Yo lloro... ¿Tú lloras?

Siempre que he tenido que pasar por el mal trago de vender mi antigua moto, o una moto que ha estado en la familia muchos años, no he podido evitar echar una lagri­milla… Y es que los que amamos nuestras motos, las queremos como si fuesen seres animados. Las limpiamos, las reparamos, las ponemos a punto y las admiramos paradas en el garaje. Las mimamos, les damos lo mejor y no podemos dejar para mañana esa bombilla fundida que se acaba de estropear.
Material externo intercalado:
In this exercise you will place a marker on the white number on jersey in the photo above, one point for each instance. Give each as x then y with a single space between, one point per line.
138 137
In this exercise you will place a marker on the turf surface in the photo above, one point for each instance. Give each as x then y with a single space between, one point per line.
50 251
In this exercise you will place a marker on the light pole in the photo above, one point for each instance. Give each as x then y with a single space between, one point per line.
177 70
Siempre al 100 %.

Juntos hemos pasado unas cuantas salidas, por suerte no nos hemos caído demasiado, y siempre que le he ido a dar al botón de arranque, su corazón ha cobrado vida al instante. Y eso siempre ha sido con todas mis motos. Nunca me han dejado tirado. Yo me porté bien con ellas y ellas se portaron bien conmigo.

Recuerdo especialmente el día que vendí mi querida CBR600F de 1992, aquella que era blanca, roja y lila, con llantas negras. Cuando la vi alejarse ya en manos de su nuevo dueño, sólo desee que se portara tan bien como yo me porté con ella. Me supo mal venderla y no pude derramar alguna lágrima, pero había llegado el momento de cambiarla. Tampoco me iba de la casa, ya que me quedaría la nueva versión Sport en rojo y negro, pero me lo pasé tan bien con aquella pequeña maravilla, que la llegaría a añorar.
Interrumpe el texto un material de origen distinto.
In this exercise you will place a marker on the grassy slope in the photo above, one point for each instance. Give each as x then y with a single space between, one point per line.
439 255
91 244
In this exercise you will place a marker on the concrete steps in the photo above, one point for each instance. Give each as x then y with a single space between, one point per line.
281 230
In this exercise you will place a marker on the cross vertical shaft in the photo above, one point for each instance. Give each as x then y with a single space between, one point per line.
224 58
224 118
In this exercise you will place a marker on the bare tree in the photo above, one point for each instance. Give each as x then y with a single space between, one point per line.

Otro día triste fue cuando vendimos una BMW R75 con sidecar de 1941, la conocida BMW de guerra. Había estado con nosotros un cuarto de siglo, y también llegó el mo­mento de la despedida. Fue una de las pie­zas que compró mi padre en su día, cuando nadie daba un duro por un viejo cacharro. En nuestro país no había cultura de clási­cas, y esta BMW fue una auténtica joya de la familia. Estaba arrinconada en un patio, medio desmontada, sin el sidecar, sucia, olvidada… Con mi padre la desmontamos pieza a pieza, la mandamos pintar, el motor se abrió y repasó, y luego la montamos de nuevo nosotros mismos, pieza a pieza, como un puzzle. Aquella BMW la vivimos especialmente y de manera muy intensa. Nació de nuevo en nuestras manos, nunca mejor dicho.

Sí, aquel día creo que fue la despedida más triste que nunca haya dado a una moto, porque se iba parte de mí y de nuestra historia familiar. Pero la vida es así.